Andrew Morton wrote:
Nick Piggin <[email protected]> wrote:
If there is no actual need for the application to start a write (eg
for data integrity) then why would it ever do that?
To get the data sent to disk in a reasonable amount of time - don't leave it
floating about in memory for hours or days.
This is a Linux implementation detail. As such it would make sense to
introduce a new Linux specific MS_ flag for this.
Oh yeah it is easy if you want to define some more APIs and do
it in a Linux specific way.
But the main function of msync(MS_ASYNC) AFAIK is to *start* IO.
Why do we care so much if some application goes stupid with it?
Because delaying the writeback to permit combining is a good optimisation.
Definitely.

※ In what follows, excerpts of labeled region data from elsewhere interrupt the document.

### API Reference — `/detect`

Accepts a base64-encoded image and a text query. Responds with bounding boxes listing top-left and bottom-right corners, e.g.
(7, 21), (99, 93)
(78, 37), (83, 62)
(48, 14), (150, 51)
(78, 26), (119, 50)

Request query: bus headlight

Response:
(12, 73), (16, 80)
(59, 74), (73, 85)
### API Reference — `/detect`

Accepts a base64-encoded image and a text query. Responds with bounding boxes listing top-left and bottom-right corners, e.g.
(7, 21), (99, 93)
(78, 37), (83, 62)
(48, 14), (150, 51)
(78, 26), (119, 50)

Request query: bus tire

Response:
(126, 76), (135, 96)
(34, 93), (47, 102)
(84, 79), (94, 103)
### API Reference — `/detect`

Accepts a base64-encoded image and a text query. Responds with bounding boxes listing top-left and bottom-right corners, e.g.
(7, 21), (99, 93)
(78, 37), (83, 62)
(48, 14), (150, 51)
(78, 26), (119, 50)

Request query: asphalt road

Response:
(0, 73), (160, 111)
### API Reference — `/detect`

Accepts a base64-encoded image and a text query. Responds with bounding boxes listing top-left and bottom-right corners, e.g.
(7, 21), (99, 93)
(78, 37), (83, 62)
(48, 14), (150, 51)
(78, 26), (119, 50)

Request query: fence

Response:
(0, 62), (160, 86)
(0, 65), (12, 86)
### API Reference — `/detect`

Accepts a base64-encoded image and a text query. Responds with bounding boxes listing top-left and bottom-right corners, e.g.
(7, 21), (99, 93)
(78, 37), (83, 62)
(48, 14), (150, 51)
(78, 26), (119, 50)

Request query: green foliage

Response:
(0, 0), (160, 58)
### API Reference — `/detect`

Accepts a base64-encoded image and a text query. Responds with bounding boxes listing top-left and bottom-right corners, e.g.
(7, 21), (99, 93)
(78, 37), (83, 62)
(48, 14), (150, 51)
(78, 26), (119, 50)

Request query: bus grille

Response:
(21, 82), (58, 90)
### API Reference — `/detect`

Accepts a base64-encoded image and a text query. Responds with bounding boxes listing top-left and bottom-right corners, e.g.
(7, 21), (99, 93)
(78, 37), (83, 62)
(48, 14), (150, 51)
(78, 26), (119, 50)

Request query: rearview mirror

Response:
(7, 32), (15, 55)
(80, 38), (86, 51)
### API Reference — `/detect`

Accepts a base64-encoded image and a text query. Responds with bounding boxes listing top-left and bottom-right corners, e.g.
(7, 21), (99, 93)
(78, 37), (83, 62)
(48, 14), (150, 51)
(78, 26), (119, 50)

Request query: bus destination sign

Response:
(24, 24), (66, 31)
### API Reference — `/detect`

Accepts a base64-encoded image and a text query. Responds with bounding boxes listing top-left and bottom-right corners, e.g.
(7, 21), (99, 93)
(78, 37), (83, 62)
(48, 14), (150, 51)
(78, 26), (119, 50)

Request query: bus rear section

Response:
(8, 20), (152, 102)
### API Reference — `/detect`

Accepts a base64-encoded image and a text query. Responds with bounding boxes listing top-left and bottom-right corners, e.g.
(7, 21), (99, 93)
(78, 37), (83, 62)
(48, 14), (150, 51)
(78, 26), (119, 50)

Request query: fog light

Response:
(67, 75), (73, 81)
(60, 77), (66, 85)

And when the app gives us a hint that it really wants the
data on the disk, starting it as early as possible is also a good
optimisation.
Why not introduce a linux specific MS_flag to propogate pte dirty
bits?
That's what MS_ASYNC already does. We're agreed that something needs to
change and we're just discussing what that is. I'm proposing something
which is complete and flexible.
I don't think there's anything wrong with your fadvise additions.
I'd rather see MS_ASYNC start IO immediately and add another MS_
flag for Linux to propogate bits.
MS_ASYNC behaviour would also somewhat match your proposed FADV_ASYNC
behaviour.
Another point here is that msync(MS_SYNC) starts writeout of _all_ dirty
pages in the file (as MS_ASYNC used to do) and it waits upon writeback of
the whole file. That's quite inefficient for an app which has lots of
threads writing to and msync()ing the same MAP_SHARED file.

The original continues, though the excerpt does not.